A neighbor wrings his hands over wrecked carpets,
a shame of ruin on the plowed driveway. Up and down
the block, pinhole leaks gather momentum
like some underground conspiracy.

We ignore the warnings, water the lawn, do the dull
washing up. Then our pipes burst. Mud spreads
in the water like a rumor. Gargoyle workmen
jack-hammer wounds into our basement, and the man
from public works scans the scene with cover- up eyes.

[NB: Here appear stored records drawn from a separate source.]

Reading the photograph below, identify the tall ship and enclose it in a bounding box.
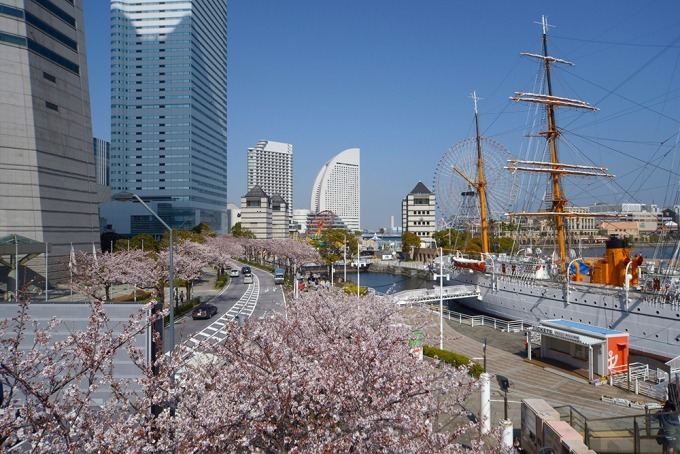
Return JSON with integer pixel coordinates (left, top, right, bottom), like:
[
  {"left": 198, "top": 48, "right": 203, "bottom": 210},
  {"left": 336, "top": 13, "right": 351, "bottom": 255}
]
[{"left": 451, "top": 18, "right": 680, "bottom": 360}]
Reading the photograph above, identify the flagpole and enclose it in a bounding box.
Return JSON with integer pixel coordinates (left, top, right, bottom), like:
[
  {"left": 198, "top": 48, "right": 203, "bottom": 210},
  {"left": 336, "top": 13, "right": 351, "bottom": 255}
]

He stands where a sinkhole will someday swallow
the intersection, erasing memories of wet wool
and solder- stung air in favor of new worst cases, 
where a future plumbed with copper only guarantees
the startle of night-time clang.



The Persistence of Holes


After a winter so severe it turned
his hair white, he investigates termites
that have swallowed the porch.
The yard is mined with hornets’ nests,
the pipes with pinhole leaks.

To start somewhere, he hoses down
his SUV, water pulsing through rubber
while the sun stretches his shadow
into a colossus striding the horizon
separating earth from sky.

You always want to be elsewhere.
Across a wound, edges meet like old lovers.
Boundaries blur, filling with the element
that once contained them. Come here,
she might have said. Hold me.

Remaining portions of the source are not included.